Practical Solutions To Avoid Low Back Pain
Practical Solutions to Manage Existing Low Back Pain

  • The single worse activity for one’s back is to lift something while bending and twisting. Twisting reduces the strength of the annulus by 50%. Both bending and lifting significantly increase the pressure in the disc.
  • Excessive body weight adds to the pressure and wear-and-tear on the disc.
  • Prolonged sitting and primary sitting occupations are bad for the disc. Sitting places 40% more pressure and stress on the disc as compared to standing.
  • Keep the back mobile, supple. The disc has no blood supply, so the health of its cells depends upon motion that pumps fluid into the disc. Discs with poor nutrients become inflamed and painful. Practice techniques that help the spine to be flexible; these same techniques literally pump fluid with fresh nutrients into the disc, much like squeezing a dry sponge under water. See a chiropractor to safely maximize spinal disc joint mobility.
  • Do NOT smoke. Smoking impairs disc nutrition and accelerates disc degeneration.
  • Keep the back muscles strong. Most critical for back pain treatment and prevention is an exercise concept called CORE STABILIZATION. Spine care experts, like chiropractors, can custom design a core stabilization program for optimal spine care.
  • Maintain good posture. Poor posture increases disc pressure and degeneration. Individual static adverse postural distortions can be improved or corrected with chiropractic spinal care, corrective exercises, and spinal molding.

REFERENCES

  1. www.ninds.nih.gov; Low Back Pain Fact Sheet; accessed May 12, 2014.
  2. Vassilaki M, Hurwitz EL; Insights in Public Health: Perspectives on Pain in the Low Back and Neck: Global Burden, Epidemiology, and Management; Hawaii J Med Public Health. Apr 2014; 73(4): 122–126.

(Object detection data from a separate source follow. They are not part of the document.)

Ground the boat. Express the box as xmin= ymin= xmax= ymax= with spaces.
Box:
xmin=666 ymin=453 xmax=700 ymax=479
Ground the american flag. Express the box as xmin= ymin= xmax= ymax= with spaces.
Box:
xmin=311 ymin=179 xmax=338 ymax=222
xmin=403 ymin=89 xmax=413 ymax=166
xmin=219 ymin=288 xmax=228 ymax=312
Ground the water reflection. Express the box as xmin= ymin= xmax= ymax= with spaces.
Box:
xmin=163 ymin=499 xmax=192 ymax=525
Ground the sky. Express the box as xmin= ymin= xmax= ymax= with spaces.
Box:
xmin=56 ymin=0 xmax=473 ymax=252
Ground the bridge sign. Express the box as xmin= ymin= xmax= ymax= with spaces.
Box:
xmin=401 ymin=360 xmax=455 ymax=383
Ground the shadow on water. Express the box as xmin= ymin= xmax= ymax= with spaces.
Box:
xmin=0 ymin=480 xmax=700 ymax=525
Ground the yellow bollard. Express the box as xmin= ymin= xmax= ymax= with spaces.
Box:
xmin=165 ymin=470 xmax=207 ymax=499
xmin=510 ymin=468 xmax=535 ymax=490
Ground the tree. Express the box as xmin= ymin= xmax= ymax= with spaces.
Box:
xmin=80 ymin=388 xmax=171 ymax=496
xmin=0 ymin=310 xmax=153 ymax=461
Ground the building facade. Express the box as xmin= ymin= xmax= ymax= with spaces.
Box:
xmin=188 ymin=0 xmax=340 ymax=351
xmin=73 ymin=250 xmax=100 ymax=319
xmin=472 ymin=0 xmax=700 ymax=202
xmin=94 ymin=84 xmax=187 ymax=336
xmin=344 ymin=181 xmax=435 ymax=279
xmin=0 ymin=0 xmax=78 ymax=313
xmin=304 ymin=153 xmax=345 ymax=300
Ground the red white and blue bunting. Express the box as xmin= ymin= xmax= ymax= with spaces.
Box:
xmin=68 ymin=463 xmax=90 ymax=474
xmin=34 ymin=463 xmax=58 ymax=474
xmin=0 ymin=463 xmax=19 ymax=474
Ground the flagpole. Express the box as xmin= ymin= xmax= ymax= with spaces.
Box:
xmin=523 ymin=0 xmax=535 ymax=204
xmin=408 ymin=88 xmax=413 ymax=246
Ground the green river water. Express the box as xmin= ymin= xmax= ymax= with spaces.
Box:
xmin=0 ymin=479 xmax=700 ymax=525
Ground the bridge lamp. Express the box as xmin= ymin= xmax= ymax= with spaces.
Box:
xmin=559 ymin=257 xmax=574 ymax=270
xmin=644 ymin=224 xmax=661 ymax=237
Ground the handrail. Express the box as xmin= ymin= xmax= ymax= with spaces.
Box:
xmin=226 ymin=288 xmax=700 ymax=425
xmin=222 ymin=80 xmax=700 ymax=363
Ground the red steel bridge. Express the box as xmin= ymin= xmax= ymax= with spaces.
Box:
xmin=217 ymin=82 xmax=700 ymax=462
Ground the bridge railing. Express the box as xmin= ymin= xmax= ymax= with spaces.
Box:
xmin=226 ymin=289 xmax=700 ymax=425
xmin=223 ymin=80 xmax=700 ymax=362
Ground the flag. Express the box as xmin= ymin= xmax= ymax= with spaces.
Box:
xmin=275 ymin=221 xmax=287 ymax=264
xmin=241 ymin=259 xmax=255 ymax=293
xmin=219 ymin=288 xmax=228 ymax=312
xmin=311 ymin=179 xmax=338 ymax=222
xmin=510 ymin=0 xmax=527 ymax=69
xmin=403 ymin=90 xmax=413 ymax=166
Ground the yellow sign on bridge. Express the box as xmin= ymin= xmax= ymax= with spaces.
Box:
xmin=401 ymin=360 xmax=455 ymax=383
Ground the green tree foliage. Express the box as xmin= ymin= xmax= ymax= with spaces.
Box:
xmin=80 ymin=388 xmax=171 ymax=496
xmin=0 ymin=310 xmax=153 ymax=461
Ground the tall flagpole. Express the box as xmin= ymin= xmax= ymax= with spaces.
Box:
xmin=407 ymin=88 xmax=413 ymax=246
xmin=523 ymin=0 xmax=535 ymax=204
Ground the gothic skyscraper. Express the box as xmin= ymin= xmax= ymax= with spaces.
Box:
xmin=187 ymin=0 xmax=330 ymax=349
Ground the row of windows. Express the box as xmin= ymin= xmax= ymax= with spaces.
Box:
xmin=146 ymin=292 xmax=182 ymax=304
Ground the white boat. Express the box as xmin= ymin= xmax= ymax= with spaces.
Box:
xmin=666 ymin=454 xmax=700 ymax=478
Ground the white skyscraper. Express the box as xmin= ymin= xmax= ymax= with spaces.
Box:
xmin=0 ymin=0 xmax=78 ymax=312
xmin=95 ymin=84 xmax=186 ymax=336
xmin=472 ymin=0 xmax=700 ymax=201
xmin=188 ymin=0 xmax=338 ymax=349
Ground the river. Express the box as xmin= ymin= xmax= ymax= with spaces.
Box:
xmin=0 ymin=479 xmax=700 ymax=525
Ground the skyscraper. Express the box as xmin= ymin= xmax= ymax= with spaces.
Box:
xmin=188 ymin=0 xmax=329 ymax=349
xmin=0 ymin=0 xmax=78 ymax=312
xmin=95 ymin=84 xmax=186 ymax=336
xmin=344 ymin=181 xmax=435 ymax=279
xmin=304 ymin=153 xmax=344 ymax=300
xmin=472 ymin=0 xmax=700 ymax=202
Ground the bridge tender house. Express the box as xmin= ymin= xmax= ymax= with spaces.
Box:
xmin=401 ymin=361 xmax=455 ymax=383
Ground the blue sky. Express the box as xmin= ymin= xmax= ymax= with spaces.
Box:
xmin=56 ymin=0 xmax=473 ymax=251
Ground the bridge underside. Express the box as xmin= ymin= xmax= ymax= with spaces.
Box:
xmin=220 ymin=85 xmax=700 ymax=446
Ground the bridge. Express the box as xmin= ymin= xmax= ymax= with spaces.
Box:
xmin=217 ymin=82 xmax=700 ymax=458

  3. Nachemson AL, Spine, Volume 1, Number 1, March 1976, pp. 59-71.
  4. Kapandji IA; The Physiology of the Joints; Volume Three, The Trunk and the Vertebral Column; Churchill Livingstone; 1974.

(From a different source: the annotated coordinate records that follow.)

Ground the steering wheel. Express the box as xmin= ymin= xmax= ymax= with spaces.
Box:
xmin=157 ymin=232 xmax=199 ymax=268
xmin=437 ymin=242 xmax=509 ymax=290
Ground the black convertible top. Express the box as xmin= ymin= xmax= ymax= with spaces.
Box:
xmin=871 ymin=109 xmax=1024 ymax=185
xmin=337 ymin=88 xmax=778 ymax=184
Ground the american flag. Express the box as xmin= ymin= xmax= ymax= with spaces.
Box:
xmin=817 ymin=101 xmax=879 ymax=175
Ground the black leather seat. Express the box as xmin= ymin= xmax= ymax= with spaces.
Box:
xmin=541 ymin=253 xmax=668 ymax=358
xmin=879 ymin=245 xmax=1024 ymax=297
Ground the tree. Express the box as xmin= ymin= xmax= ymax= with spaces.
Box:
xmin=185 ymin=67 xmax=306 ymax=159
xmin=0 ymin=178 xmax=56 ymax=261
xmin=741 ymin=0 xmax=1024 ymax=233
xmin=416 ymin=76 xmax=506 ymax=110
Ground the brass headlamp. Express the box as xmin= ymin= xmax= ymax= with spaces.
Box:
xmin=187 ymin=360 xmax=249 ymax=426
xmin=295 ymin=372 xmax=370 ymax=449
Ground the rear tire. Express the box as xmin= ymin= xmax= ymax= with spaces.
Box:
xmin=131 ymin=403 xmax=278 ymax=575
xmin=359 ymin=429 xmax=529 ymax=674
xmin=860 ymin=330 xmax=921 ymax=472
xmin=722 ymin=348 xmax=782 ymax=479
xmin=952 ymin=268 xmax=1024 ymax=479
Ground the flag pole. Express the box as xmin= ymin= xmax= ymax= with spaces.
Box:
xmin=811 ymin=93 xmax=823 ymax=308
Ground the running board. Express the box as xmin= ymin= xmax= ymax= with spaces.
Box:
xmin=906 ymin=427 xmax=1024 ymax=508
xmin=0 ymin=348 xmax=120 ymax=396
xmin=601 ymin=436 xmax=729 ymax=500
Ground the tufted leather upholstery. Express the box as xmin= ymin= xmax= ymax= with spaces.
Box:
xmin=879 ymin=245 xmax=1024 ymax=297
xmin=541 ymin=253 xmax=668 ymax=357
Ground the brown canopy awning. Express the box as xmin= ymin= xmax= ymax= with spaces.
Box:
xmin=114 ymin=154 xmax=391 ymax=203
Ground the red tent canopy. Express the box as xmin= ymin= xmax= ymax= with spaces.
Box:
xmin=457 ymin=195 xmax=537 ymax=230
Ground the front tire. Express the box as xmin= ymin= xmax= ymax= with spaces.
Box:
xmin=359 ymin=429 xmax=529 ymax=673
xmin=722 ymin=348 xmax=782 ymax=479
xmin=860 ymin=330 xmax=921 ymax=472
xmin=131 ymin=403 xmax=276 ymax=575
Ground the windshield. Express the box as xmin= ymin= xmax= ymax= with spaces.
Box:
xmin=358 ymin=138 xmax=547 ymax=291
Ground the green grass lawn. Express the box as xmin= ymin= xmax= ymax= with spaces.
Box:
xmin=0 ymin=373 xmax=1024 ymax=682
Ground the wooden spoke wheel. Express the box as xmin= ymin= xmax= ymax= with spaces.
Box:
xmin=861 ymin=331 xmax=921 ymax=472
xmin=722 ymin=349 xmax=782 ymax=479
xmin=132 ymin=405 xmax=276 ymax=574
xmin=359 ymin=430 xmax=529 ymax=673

  5. Jayson M, Editor; The Lumbar Spine and Back Pain, Third Edition, Churchill Livingstone, 1987, p. 60.
  6. Bogduk N, Tynan W, Wilson AS; The nerve supply to the human lumbar intervertebral discs, Journal of Anatomy; 1981; Vol. 132; No. 1, pp. 39-56.
  7. Bogduk N., The innervation of the lumbar spine; Spine; April 1983;8(3): pp. 286-93.

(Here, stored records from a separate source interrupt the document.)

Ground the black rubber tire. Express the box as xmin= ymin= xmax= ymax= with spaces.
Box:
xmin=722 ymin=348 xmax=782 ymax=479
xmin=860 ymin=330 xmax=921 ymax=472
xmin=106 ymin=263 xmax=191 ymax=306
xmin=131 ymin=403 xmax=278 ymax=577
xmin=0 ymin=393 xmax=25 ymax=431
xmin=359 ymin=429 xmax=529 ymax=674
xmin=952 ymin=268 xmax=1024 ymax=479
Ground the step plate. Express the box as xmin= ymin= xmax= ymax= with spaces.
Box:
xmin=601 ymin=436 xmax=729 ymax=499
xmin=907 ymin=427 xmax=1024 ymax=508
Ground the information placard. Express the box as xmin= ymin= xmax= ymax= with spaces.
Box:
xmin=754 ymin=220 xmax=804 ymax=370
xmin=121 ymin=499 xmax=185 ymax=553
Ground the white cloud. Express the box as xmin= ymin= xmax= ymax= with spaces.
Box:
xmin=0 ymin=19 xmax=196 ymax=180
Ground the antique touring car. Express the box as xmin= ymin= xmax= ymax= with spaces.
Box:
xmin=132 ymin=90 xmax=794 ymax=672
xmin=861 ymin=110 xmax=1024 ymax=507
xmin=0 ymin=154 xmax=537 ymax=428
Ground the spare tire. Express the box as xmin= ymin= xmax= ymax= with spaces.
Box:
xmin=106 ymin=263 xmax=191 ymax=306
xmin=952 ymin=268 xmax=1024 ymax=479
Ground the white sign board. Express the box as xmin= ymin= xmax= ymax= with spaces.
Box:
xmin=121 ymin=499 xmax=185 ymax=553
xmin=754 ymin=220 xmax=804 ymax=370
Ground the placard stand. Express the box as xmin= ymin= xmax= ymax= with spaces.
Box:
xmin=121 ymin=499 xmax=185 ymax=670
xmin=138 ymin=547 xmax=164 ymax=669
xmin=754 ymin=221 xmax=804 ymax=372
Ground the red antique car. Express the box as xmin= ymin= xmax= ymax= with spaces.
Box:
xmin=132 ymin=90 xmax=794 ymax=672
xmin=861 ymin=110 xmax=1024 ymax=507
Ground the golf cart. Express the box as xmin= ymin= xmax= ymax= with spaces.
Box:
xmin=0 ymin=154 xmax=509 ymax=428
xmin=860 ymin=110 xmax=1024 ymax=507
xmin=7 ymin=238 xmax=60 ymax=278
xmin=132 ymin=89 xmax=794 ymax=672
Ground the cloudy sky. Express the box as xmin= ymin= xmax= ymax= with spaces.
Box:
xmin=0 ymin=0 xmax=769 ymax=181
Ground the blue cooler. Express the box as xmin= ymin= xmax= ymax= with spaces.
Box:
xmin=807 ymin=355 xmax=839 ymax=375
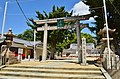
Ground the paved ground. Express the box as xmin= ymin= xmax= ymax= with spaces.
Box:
xmin=0 ymin=58 xmax=108 ymax=79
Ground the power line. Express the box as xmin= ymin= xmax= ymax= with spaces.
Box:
xmin=109 ymin=0 xmax=120 ymax=15
xmin=16 ymin=0 xmax=29 ymax=22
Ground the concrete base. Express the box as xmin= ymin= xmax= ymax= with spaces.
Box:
xmin=80 ymin=63 xmax=88 ymax=66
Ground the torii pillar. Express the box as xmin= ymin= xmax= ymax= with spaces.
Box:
xmin=42 ymin=23 xmax=48 ymax=62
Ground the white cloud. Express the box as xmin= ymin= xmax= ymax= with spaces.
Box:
xmin=71 ymin=1 xmax=90 ymax=16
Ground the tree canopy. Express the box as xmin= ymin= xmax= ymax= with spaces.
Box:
xmin=83 ymin=0 xmax=120 ymax=55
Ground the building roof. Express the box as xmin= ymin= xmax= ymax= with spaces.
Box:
xmin=13 ymin=38 xmax=43 ymax=46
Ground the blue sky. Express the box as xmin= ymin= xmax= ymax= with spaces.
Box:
xmin=0 ymin=0 xmax=95 ymax=34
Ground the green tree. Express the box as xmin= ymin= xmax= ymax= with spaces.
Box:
xmin=27 ymin=6 xmax=72 ymax=59
xmin=83 ymin=0 xmax=120 ymax=55
xmin=17 ymin=29 xmax=33 ymax=41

  8. Mooney, V, Where Is the Pain Coming From? Spine, 12(8), 1987, pp. 754-759.
  9. Kuslich S, Ulstrom C, Michael C; The Tissue Origin of Low Back Pain and Sciatica: A Report of Pain Response to Tissue Stimulation During Operations on the Lumbar Spine Using Local Anesthesia; Orthopedic Clinics of North America, Vol. 22, No. 2, April 1991, pp. 181-7
  10. Freemont AJ, Peacock TE, Goupille P, Hoyland JA, O’Brien J, Jayson MI; Nerve ingrowth into diseased intervertebral disc in chronic back pain; Lancet; Jul 19, 1997;350(9072):178-81.
  11. Coppes MH, Marani E, Thomeer RT, Groen GJ; Innervation of “painful” lumbar discs; Spine (Phila Pa 1976). 1997 Oct 15;22(20):2342-9.